They are all so young.
That’s the inevitable reaction of any Diaspora Jew confronted by a group of Israel Defense Forces (IDF) soldiers.
For Rabbi Steven Garten and me, our recent hitch with the Sar-El program – which sends volunteers to serve on IDF supply and logistics bases – was a little bit like spending a couple of weeks with our own kids.
Along with a few other Americans and Canadians, Rabbi Garten and I were assigned to a communications and electronics base in the Lower Galilee. We slept in barracks, wore IDF uniforms and ate army food. And, while we may not have cut a particularly soldierly appearance, the work we did – reconditioning tank helmets and communications headsets; cleaning and repairing antenna mounts for tanks and fighting vehicles – directly supported troops in the field.
If anybody can actually look good in olive drab, it’s a kid in the IDF. And the IDF is truly an army of kids. Kids who, in their sheer variety, represent the tremendous diversity of contemporary Israel: an impossibly tall Ethiopian exchanges good-natured insults with a couple of blonde, blue-eyed Russians; an olah from Winnipeg works beside a Yemenite boy; a bunch of Orthodox guys with payot head over to the base shul for Mincha.
At every break, the soldiers lean into their iPhones, lost to Snapchat and Instagram.
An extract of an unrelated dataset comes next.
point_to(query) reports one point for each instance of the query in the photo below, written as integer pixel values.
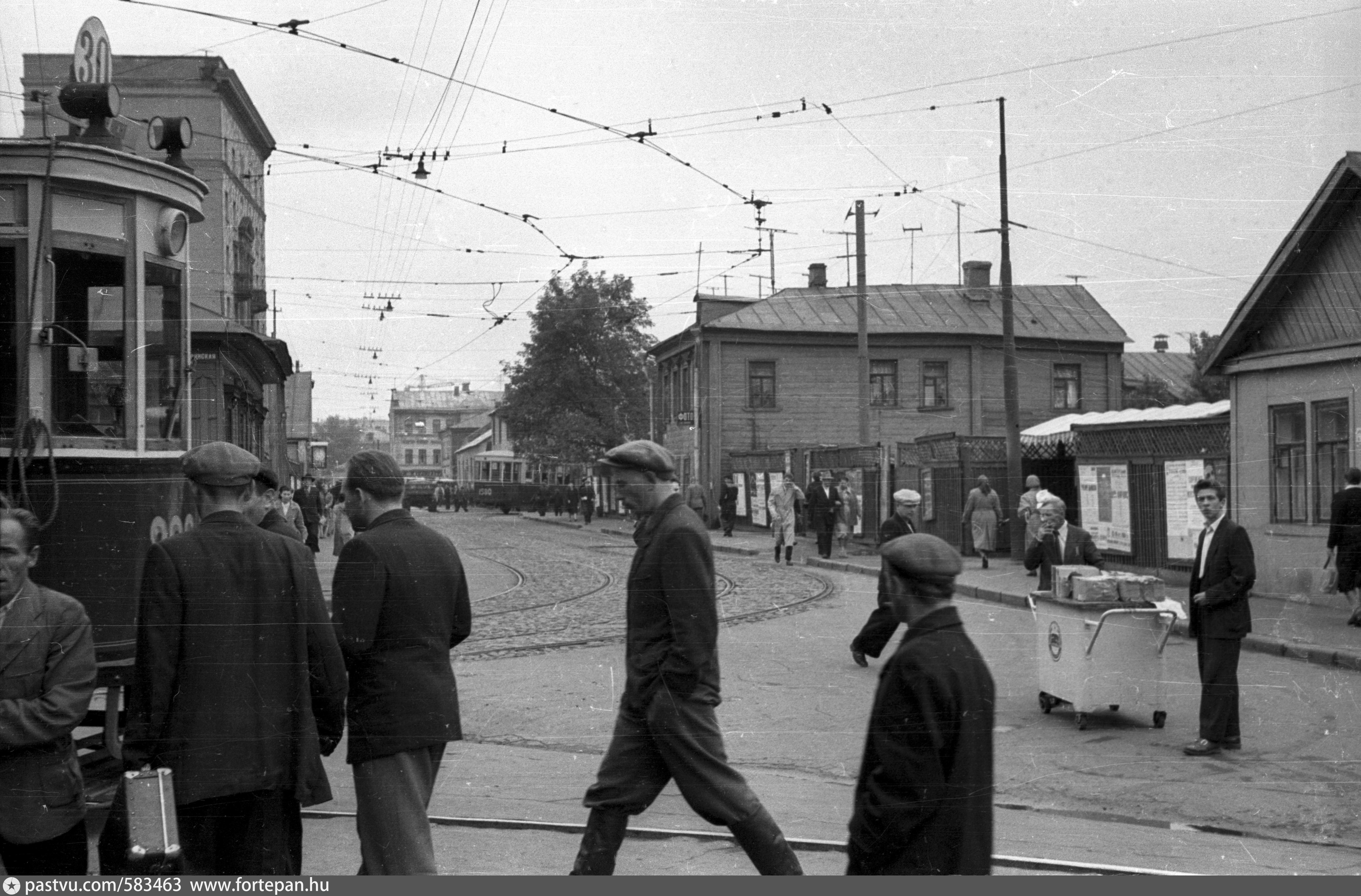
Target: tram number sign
(93, 61)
They chatter constantly and flirt with each other like crazy. They collapse into giggling heaps. The boys wrestle and chase each other around the electronics lab. The girls apply and reapply their makeup throughout the day, currently favouring a look somewhere between Amy Winehouse and Nefertiti.
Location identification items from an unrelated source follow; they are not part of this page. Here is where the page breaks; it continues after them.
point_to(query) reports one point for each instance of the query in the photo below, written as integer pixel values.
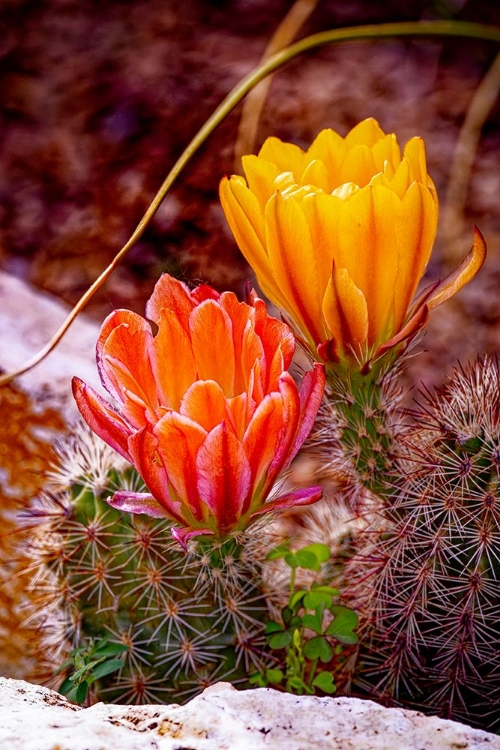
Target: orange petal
(241, 409)
(224, 477)
(247, 345)
(311, 396)
(170, 294)
(131, 322)
(101, 418)
(205, 404)
(260, 175)
(278, 343)
(213, 348)
(271, 433)
(144, 451)
(173, 374)
(263, 439)
(179, 440)
(466, 271)
(345, 310)
(414, 325)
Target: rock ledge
(223, 718)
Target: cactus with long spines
(188, 619)
(426, 572)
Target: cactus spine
(187, 620)
(426, 572)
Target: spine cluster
(426, 572)
(187, 619)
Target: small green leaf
(291, 560)
(298, 684)
(66, 686)
(324, 681)
(273, 627)
(111, 649)
(79, 661)
(278, 552)
(320, 551)
(81, 692)
(286, 614)
(279, 640)
(307, 560)
(325, 589)
(313, 622)
(274, 676)
(296, 598)
(107, 667)
(343, 624)
(315, 599)
(318, 648)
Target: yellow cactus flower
(339, 237)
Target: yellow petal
(386, 150)
(317, 174)
(416, 228)
(322, 212)
(358, 166)
(368, 249)
(345, 310)
(414, 151)
(246, 221)
(367, 133)
(329, 148)
(293, 263)
(260, 175)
Yet, somehow, it all seems to work. Whatever we hear about the divisions in Israeli society, all of these young people get along with each other.
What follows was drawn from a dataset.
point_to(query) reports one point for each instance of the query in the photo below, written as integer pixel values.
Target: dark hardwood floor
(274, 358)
Rabbi Garten and I end up in a workshop with Chasidic kids doing their IDF service. They are welcoming and genuinely curious about who we are, where we come from and what we do in Canada. One of them teases Rabbi Garten about his prophetic turn of phrase and renames him “Moshe.” The rabbi responds in kind and, for the rest of the week, we have to put up with the comedy duo of Moshe and Yehoshua, and their inexhaustible supply of lame jokes.
Meanwhile, Chaim, the guy I share a workbench with, chats happily with me about his family, about his rabbi, and about how much he would like to have a dog. One afternoon, he puts his arms around me and asks someone to take a picture of the two of us – just a couple of Jews, hanging out.
Watching these young people and the way they take care of each other, it is easy to see the absolutely critical role the IDF plays in building Israeli society. By putting young people together and ensuring they bond through shared experiences and shared challenges the IDF reinforces a uniquely Israeli identity. Counter to what much of the world seems to believe, IDF service creates not a nation of warriors, but a nation of citizens – Israeli citizens.
But, with all the high spirits and horseplay, it’s easy to forget that every one of these young Israelis is, in fact, a warrior – and that all of them live in a very bad neighbourhood. At any moment, they can be called upon to put their lives on the line in defence of the State of Israel. This is not an empty platitude. On the last night of our hitch, Hadar Cohen, a 19-year-old border guard on duty at the Damascus Gate in Jerusalem, was shot and killed by three Palestinians armed with automatic weapons and pipe bombs.
Israel is a country that places tremendous trust in its children. And it is a country that understands all too well that some of its children will pay the ultimate price for that trust. One of our fellow Sar-El volunteers said it best: “I know that every one of these helmets will be worn by some mother’s son. So each helmet that I fix is a prayer for the son who will wear it.”